Shares slumped 20% to $31.35 Tuesday morning.
In the quarter, the Stamford, Connecticut-based company opened five new showrooms and closed two, bringing its total to 78 locations in 30 states.
The company’s margin shrank to 51.3% from 54.7% in the prior-year quarter, a differenance it believes can be attributed to tariffs.
“We are very pleased with our strong start to the year as we delivered sales growth of 53.0%, with an increase in marketing spend of only 22.3%,” COE Shawn Nelson said. “From an operational standpoint, our teams continued to execute and we made good progress against all of our strategic initiatives, which are centered around: traditional, digital and social marketing; investing in our infrastructure; growing and improving our showroom footprint; and expanding our shop in shop presence.”

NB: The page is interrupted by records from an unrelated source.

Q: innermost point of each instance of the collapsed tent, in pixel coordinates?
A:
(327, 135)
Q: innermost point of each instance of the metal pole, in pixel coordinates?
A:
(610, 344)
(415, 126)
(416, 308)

On Monday, analyst Dave King reiterated a Buy rating and $47 price target, a nearly 20% premium over Lovesac's Monday close. King was impressed by the revenue beat and remains optimistic in the face of increasing tariffs.
"[Lovesac] looks poised to significantly disrupt the furniture industry with patent-protected modular couches and other products that are shippable, customizable, sustainable, and proprietary," King wrote.